Two and a half days. Two and a half days of doctors, monitors, blood tests, and EKGs just for them to tell us it isn’t a miscarriage. I thank and curse God in the same breath. This upper East Side hospital is nice, don’t ge me wrong. It has all the amenities. including CHANNEL products for mom, but I know Nicolette has had enough of it all. Being here, stuck in a bed, I’m sure that it brings her back to before her transplant. She hasn’t said it, but I can feel her depression. She’s smiling, but it’s forced, and all I want to do is hold her.

“Ugh, I hate this fucking little bed, Tink. I promise you that when they release you, we are going to snuggle and not come out from under the covers except for food and showers for at least three days.”
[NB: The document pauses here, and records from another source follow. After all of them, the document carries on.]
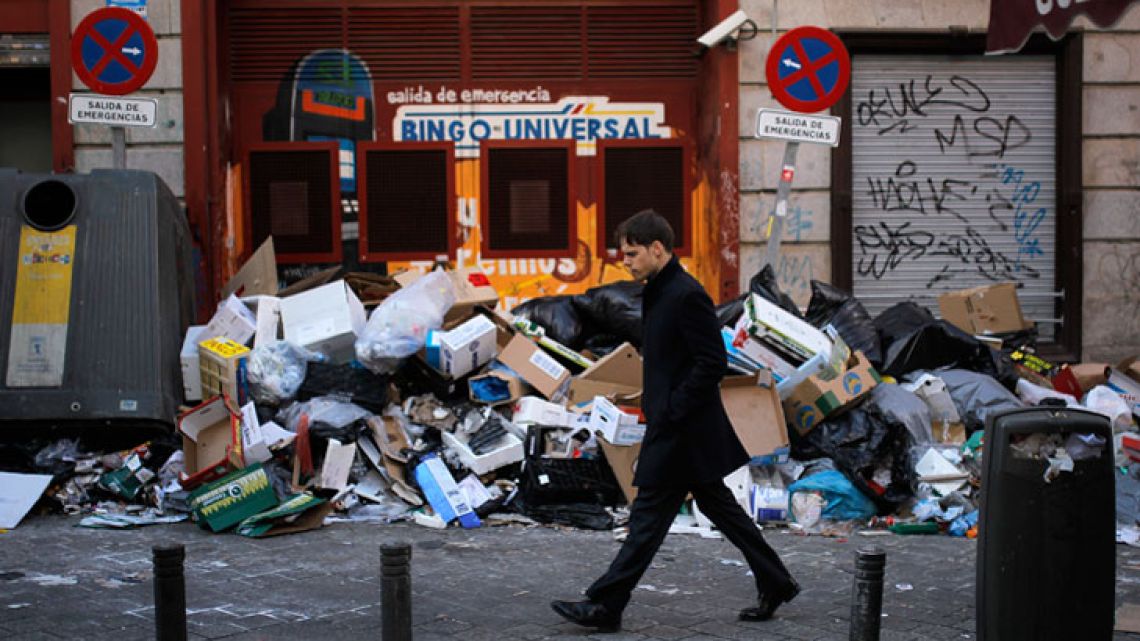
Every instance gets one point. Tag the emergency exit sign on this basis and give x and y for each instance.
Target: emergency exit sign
(84, 108)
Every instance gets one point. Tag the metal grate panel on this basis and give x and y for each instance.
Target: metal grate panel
(407, 202)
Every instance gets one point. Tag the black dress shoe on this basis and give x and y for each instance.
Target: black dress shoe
(588, 614)
(767, 605)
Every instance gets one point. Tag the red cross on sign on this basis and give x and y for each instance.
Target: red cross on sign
(114, 50)
(808, 70)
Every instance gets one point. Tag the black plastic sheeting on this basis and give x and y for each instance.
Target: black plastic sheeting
(860, 440)
(832, 306)
(912, 340)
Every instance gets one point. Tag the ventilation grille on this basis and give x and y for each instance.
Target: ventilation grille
(407, 197)
(291, 199)
(528, 200)
(400, 43)
(640, 178)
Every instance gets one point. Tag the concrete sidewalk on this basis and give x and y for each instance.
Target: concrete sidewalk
(495, 583)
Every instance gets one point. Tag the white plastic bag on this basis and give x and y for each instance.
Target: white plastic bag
(399, 326)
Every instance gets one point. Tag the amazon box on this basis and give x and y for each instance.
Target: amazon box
(754, 410)
(815, 398)
(990, 309)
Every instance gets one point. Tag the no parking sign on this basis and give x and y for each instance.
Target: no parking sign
(808, 69)
(114, 50)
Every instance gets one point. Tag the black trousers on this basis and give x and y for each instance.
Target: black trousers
(650, 518)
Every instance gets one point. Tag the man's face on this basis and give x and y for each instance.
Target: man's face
(643, 261)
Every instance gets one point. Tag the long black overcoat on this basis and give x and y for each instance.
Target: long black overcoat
(689, 438)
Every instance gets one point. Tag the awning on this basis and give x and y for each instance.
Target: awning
(1012, 21)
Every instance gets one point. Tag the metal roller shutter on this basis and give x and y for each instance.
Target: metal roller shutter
(953, 178)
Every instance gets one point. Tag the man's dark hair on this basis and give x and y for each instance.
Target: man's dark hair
(644, 227)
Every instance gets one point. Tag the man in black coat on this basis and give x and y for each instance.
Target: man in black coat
(690, 445)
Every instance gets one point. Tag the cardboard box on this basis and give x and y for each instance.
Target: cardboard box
(233, 321)
(537, 367)
(815, 399)
(495, 388)
(326, 319)
(258, 275)
(467, 347)
(442, 493)
(530, 410)
(754, 410)
(192, 375)
(509, 451)
(616, 426)
(298, 513)
(233, 498)
(221, 368)
(211, 443)
(472, 289)
(623, 460)
(988, 309)
(617, 376)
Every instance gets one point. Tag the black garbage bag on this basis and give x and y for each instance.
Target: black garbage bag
(862, 440)
(613, 309)
(941, 345)
(764, 284)
(832, 306)
(729, 313)
(558, 316)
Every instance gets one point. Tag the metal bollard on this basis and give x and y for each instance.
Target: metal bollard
(866, 594)
(169, 592)
(396, 591)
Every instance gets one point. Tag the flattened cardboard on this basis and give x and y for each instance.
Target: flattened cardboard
(623, 460)
(617, 376)
(257, 276)
(988, 309)
(537, 367)
(756, 414)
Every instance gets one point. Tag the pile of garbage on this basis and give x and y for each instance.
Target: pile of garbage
(413, 398)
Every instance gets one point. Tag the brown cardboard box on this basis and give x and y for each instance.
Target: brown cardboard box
(623, 460)
(617, 376)
(754, 408)
(814, 399)
(990, 309)
(472, 289)
(537, 367)
(257, 276)
(211, 443)
(1090, 374)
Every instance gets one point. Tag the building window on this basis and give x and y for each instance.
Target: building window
(528, 209)
(294, 196)
(407, 204)
(638, 175)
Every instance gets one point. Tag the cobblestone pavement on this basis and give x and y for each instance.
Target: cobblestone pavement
(495, 583)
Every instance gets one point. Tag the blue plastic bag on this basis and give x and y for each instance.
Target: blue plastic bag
(844, 501)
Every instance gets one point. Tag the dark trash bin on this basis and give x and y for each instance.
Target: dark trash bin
(1047, 549)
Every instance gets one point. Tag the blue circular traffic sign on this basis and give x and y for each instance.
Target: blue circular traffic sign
(114, 50)
(808, 69)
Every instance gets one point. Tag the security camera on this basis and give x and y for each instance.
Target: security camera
(726, 30)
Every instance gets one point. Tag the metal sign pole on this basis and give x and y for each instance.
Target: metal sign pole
(119, 147)
(776, 218)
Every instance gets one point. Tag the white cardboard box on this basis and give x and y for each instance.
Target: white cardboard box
(467, 347)
(615, 424)
(192, 378)
(326, 319)
(233, 321)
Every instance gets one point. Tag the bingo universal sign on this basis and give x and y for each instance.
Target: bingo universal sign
(585, 120)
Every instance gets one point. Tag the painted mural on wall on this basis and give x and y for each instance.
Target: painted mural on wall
(331, 96)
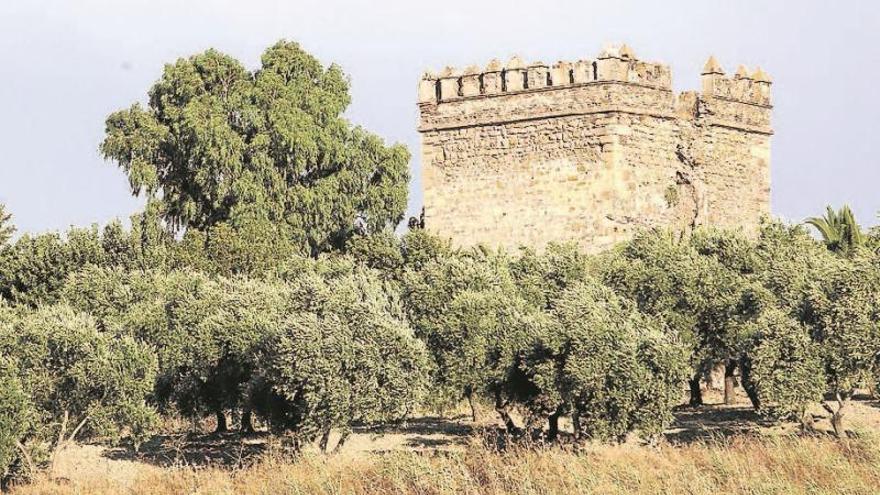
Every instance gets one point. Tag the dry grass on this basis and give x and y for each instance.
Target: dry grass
(746, 465)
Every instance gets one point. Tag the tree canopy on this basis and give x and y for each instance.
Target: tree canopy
(218, 143)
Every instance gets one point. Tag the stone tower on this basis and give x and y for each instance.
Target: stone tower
(590, 151)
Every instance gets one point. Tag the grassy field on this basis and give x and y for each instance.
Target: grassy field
(743, 465)
(713, 450)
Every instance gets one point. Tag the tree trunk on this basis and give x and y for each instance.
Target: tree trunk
(696, 392)
(501, 407)
(222, 426)
(247, 422)
(837, 414)
(576, 424)
(341, 442)
(470, 398)
(807, 423)
(325, 439)
(730, 382)
(553, 425)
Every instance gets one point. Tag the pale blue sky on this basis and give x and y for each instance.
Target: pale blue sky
(66, 64)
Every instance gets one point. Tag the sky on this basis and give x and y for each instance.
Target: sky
(66, 64)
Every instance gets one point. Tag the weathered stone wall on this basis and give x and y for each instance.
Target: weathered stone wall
(590, 151)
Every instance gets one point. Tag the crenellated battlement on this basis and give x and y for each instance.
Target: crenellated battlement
(743, 87)
(590, 150)
(616, 64)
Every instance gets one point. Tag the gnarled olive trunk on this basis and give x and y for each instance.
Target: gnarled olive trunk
(222, 425)
(730, 381)
(696, 391)
(553, 425)
(501, 407)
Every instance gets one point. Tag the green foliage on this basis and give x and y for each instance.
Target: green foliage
(542, 278)
(455, 306)
(34, 267)
(6, 227)
(79, 378)
(686, 286)
(615, 369)
(782, 367)
(220, 144)
(16, 419)
(844, 312)
(839, 229)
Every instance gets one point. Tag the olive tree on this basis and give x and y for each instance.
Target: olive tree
(782, 368)
(342, 355)
(612, 368)
(80, 380)
(844, 313)
(702, 301)
(16, 422)
(454, 304)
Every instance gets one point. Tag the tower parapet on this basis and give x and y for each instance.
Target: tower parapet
(614, 64)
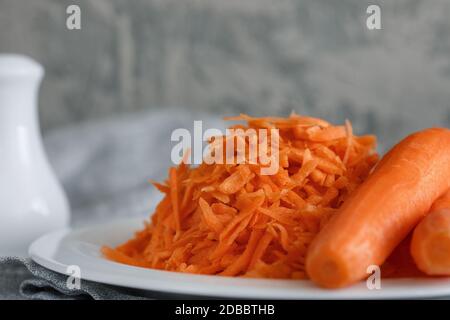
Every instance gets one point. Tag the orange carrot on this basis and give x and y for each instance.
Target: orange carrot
(382, 210)
(230, 220)
(430, 244)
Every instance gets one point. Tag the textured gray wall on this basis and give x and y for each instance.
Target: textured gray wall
(230, 56)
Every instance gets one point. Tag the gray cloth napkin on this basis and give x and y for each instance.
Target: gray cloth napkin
(22, 278)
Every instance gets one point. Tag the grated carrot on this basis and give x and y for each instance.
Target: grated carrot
(230, 220)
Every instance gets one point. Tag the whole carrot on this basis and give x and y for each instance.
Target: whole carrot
(382, 210)
(430, 244)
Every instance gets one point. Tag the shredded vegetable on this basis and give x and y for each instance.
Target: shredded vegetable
(231, 220)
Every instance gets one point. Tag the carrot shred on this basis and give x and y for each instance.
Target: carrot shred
(230, 220)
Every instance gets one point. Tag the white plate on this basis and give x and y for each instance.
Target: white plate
(60, 249)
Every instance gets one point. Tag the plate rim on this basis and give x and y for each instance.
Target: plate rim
(223, 283)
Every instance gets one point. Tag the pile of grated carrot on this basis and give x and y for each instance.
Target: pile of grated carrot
(228, 219)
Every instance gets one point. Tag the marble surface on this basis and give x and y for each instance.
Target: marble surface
(225, 57)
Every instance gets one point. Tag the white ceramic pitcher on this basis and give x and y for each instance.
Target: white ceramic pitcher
(31, 200)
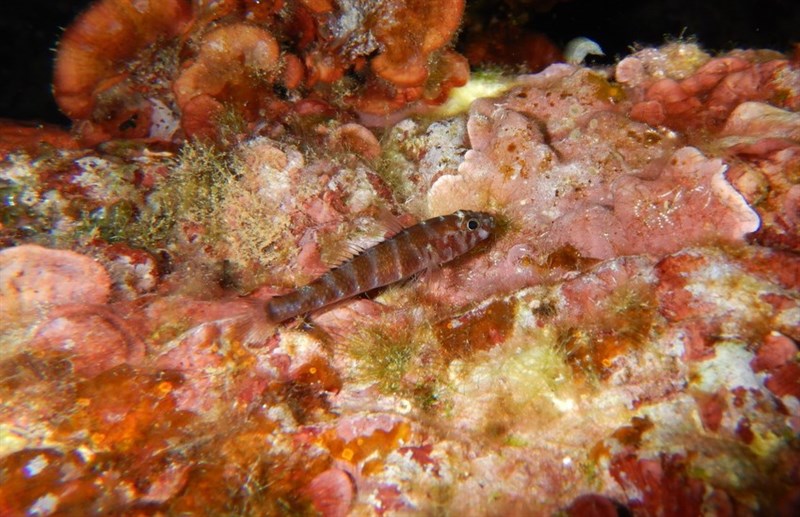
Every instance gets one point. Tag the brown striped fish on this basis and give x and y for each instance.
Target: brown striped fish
(415, 249)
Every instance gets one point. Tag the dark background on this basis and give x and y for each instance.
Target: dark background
(29, 31)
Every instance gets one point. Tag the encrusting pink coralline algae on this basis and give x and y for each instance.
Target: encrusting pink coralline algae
(625, 339)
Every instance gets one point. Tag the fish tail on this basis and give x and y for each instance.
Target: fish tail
(253, 327)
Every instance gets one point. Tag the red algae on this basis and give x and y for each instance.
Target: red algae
(625, 342)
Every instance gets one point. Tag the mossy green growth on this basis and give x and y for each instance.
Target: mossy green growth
(400, 359)
(193, 192)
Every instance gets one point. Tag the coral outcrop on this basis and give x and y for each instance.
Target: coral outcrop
(627, 341)
(182, 68)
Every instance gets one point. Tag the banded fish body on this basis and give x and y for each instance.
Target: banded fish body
(417, 248)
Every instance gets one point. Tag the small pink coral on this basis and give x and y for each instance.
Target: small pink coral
(33, 278)
(331, 493)
(91, 337)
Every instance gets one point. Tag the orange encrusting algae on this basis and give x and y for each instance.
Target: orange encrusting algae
(415, 249)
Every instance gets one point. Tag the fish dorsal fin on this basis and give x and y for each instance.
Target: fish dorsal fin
(392, 224)
(348, 251)
(386, 226)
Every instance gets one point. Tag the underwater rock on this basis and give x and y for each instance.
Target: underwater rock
(627, 341)
(34, 279)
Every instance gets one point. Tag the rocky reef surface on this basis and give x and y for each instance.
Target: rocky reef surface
(626, 342)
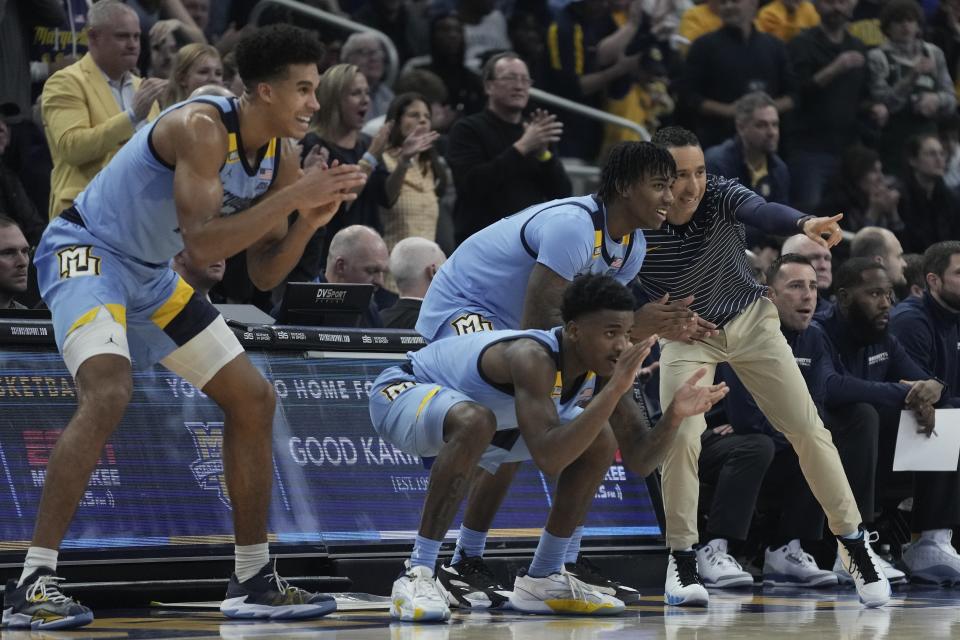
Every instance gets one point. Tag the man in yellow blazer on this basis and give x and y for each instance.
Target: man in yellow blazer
(92, 107)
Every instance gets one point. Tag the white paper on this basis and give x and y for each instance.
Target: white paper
(917, 452)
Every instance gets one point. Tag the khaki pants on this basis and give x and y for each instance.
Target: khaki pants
(756, 350)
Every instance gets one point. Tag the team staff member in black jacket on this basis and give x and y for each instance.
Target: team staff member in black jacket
(929, 329)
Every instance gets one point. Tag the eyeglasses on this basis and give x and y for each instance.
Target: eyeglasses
(526, 81)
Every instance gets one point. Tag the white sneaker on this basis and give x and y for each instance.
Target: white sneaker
(416, 596)
(894, 575)
(791, 566)
(858, 558)
(719, 569)
(933, 558)
(561, 593)
(683, 587)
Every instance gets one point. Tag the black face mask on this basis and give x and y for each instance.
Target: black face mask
(863, 326)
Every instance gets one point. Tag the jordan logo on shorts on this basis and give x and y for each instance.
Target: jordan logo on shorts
(471, 323)
(78, 261)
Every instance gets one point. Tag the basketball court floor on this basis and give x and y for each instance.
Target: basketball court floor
(914, 612)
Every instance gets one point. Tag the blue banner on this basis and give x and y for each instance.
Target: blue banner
(160, 482)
“Nice try, Pan. I’m over beds! I want to move around. They’ve said I’m okay-that, we’re both okay. So, I should be able to move around other than to go piss.”

I chuckle. “Okay, whatever you want, but we have to take it easier. Lots of breaks, and we take the car, no crazy subway adventures. We’ll have plenty of time for that next time we are out here, agreed?” I clasp her hand, giving it a squeeze for my own well-being.

“Keep telling yourself that, Pan. Maybe you’ll say it enough you’ll actually believe it.” She sasses me as she gets her bra on.

We’re leaving in a couple of hours, and she’s already telling them to take the monitors off and IVs out. They had offered to show us the ultrasound so we could see the wee bit, but we declined. Nicolette is right that seeing this kid right now, while it might relieve some of my stress, would rip us to shreds if this does end up badly. The doctors were gracious about it, though I did see some confusion in the nurses. Everyone has been good to us. The band has been in and out, and Gillian took charge of the move. That third-floor room, while nice, was to going to fly without an elevator, so I may have expensed a new home, a place that will accommodate us and the band. I haven’t told her yet, as I’m sure it’s going to get me smacked. But for her and our kid, I’ll take my lashes and kindly say, Thank you, ma’am, may I have another.